So, something that came up in another thread (and actually has a few times now) is the difference between AEG and FFG's release and legality models.
AEG released cards for L5R that were block legal. This took a few different forms over the years, with varying lengths of time and bridge sets and so forth, but the upshot is that cards tended to be legal for 2-3 years (IIRC).
FFG's LCG's take a very different approach. Core boxes and deluxe expansions are legal for the life of the game (barring FAQ restrictions or whatever), whereas their 6 pack cycles of 120 cards are eventually cycled out...but not for a long time. 5+ years, likely more like 7 or 8, determined by how many cycles are in the environment. Once the cap comes, when a cycle releases the oldest cycle drops out of legality.
Obviously, this is going to have huge impacts on the way FFG's version of L5R engages with not only mechanics, but story, theme and setting as well.
So go crazy! Speculate! What's this model mean for L5R? Characters killed in story may remain legal for many years. Their actions will echo in the format as action/event/strategy/whatever cards. Major events separated by centuries could occur in the same game -- a specific character might be born, get married and die in a single turn (We'll call him Hida Gurundi), with whatever mechanical effect that implies.

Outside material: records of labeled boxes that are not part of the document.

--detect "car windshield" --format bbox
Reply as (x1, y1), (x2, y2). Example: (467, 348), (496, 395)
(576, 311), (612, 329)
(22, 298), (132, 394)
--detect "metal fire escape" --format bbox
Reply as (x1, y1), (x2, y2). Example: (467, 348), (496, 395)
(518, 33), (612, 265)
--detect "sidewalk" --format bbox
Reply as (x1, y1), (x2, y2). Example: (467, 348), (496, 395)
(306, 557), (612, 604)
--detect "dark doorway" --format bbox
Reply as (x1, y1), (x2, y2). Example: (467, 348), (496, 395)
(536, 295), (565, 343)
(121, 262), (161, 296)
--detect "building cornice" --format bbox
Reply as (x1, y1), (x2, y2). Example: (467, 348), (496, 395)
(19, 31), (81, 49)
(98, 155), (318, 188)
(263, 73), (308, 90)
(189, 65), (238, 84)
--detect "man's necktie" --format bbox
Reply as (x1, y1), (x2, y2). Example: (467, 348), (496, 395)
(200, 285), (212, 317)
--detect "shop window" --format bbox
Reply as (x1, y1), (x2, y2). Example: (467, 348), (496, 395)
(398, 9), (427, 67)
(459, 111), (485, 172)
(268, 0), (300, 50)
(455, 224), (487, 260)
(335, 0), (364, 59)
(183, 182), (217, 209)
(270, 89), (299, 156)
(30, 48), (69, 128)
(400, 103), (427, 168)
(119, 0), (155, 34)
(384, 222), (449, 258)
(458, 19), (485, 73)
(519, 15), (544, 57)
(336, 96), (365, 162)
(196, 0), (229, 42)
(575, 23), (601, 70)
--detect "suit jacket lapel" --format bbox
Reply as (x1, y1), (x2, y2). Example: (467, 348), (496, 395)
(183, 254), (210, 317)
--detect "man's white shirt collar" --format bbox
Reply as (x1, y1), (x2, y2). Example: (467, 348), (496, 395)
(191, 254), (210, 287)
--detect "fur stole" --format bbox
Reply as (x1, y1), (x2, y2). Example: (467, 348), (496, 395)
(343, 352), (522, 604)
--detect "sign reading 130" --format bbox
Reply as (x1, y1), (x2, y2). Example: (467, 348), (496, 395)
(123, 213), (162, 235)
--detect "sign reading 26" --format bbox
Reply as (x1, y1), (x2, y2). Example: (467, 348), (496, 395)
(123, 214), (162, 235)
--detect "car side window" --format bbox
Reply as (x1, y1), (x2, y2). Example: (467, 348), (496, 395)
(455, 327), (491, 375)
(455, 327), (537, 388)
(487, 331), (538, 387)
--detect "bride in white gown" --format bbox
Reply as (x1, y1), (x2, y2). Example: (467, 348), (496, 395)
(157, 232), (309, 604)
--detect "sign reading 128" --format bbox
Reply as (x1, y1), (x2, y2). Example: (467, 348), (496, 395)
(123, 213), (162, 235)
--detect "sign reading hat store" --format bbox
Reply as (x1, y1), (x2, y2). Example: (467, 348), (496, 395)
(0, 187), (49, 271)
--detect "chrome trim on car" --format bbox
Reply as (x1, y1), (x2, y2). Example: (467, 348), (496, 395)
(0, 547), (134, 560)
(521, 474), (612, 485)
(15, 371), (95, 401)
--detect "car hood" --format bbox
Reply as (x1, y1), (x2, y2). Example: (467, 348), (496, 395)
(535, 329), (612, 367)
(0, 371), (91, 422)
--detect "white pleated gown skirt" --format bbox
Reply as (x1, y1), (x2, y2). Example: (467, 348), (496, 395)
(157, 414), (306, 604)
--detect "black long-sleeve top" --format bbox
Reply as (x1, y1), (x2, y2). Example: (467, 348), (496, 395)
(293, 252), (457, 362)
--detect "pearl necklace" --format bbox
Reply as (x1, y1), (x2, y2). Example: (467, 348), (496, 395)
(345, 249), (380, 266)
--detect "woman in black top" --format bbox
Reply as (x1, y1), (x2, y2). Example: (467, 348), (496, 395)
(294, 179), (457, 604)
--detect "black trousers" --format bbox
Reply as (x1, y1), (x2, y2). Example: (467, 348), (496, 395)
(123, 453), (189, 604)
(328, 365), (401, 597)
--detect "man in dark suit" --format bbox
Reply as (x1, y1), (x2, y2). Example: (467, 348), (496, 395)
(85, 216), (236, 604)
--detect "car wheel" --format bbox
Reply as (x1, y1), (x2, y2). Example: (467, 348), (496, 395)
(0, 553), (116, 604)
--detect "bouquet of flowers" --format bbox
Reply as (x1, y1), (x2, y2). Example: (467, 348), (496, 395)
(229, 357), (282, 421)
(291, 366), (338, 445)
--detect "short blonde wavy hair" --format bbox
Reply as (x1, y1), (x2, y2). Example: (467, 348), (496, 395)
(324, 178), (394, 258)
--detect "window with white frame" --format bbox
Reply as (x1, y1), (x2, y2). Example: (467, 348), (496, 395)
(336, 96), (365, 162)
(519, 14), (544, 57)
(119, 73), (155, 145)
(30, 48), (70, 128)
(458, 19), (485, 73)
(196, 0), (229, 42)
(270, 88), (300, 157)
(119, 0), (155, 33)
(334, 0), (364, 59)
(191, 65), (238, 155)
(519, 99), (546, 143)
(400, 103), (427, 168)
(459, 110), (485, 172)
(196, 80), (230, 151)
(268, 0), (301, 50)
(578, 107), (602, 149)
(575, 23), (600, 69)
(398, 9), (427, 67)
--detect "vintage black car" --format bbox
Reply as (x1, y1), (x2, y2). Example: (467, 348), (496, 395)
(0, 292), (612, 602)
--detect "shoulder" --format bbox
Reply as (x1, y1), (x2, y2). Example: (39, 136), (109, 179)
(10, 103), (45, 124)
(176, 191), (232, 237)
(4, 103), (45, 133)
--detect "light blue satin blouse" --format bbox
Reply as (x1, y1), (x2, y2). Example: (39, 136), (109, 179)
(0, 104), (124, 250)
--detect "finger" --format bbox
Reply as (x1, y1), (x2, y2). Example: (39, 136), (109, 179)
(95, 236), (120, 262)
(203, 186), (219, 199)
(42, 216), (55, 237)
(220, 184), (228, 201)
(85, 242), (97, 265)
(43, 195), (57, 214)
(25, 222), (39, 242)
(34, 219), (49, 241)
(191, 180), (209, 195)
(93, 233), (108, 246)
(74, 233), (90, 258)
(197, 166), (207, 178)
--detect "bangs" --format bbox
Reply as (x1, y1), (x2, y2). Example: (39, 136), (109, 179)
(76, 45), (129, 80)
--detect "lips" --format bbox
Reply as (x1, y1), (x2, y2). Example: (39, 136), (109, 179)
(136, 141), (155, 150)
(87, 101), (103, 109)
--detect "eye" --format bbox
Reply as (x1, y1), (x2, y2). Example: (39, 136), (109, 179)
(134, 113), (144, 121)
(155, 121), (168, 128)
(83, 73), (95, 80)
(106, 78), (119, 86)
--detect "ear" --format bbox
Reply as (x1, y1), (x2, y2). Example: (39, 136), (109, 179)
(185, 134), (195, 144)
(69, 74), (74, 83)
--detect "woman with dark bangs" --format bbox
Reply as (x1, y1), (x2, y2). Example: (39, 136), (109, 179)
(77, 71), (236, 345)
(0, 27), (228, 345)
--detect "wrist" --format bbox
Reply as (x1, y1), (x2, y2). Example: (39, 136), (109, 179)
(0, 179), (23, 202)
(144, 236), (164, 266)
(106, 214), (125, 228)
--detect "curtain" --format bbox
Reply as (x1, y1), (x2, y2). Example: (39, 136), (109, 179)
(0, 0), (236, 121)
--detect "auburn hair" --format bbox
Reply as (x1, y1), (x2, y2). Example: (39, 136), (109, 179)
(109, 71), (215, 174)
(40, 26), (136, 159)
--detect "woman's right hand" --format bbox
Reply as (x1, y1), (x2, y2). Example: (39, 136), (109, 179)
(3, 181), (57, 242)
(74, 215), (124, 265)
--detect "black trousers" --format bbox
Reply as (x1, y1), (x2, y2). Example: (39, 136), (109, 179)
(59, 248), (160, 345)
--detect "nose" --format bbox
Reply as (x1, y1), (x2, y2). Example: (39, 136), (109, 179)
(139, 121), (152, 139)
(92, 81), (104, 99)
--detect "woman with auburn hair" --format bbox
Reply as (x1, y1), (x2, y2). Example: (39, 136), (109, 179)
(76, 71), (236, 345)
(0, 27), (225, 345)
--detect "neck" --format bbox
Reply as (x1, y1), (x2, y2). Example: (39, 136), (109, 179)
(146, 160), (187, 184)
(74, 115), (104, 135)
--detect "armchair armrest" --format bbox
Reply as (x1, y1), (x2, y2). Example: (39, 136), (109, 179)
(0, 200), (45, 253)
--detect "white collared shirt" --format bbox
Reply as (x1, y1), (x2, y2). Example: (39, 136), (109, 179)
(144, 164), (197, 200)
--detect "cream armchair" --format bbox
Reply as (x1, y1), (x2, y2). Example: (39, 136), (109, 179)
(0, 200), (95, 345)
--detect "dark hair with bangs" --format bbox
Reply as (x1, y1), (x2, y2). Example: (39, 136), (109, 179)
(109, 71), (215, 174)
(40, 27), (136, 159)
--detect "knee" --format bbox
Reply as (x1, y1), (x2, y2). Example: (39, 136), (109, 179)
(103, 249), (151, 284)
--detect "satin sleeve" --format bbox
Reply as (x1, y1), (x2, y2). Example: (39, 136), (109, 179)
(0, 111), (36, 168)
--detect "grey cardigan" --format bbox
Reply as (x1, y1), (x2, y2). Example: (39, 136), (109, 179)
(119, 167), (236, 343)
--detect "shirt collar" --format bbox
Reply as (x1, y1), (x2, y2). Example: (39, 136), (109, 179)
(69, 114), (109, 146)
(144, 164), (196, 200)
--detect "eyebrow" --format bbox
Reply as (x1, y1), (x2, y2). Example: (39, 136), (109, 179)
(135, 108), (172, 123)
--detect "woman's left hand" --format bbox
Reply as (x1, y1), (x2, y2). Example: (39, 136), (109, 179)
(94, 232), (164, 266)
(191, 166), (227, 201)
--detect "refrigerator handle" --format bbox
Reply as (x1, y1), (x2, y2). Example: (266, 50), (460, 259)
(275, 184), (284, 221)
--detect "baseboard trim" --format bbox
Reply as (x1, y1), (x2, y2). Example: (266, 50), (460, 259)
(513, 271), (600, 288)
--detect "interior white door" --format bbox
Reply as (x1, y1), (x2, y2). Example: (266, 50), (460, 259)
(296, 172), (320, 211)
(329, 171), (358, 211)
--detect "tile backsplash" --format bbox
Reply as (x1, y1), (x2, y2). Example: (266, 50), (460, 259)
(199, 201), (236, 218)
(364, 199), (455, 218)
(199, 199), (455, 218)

Will cycles focus on geographic regions? Eras? Will there be a giant ongoing story that never concludes, and simply rolls through cycle after cycle the same way the format does? Or will it be a story per cycle of packs, perhaps laser focused on the personal journey of a single samurai, or the conflict between two houses and the butterfly effect their political maneuvers and open warfare have on Rokugan as a whole, but without regard to the way the cycle meshes with other legal card cycles?
Which two clans should face off in Deluxe boxes, which tend to be dual clan focused? Remember, these boxes are going to be legal forever. Will they each focus on an iconic struggle from the history of the empire, narrowing the scope to as short a period as a few months? Or should they take the long view of an ancestral hatred between clans, with the cards in the box tracking it down through the ages from the dawn of the empire to the present day?
How does the interactive story mesh with all this? Is it okay to make choices without necessarily knowing the context of those choices? (One clan will be visited by its Kami in cycle 7. Which one will it be?) Would you prefer they landed in a clearer context (i.e. We're doing a Crane v. Lion box., you can choose what sparks the conflict! Probably from a menu)? Something else?
Weeeeeelll...I know I said no holds barred up top, but let's all assume that FFG's release model is going to remain unchanged for L5R compared to its other extant LCGs. So, Core box, then alternating between themed cycles of 6 packs (120 cards featuring all factions) and 2-faction focused Deluxe boxes (55 cards featuring those 2 factions, with a smattering of support for each remaining faction).
Yeah, you knew there'd be a catch.
What do you want? What do you expect?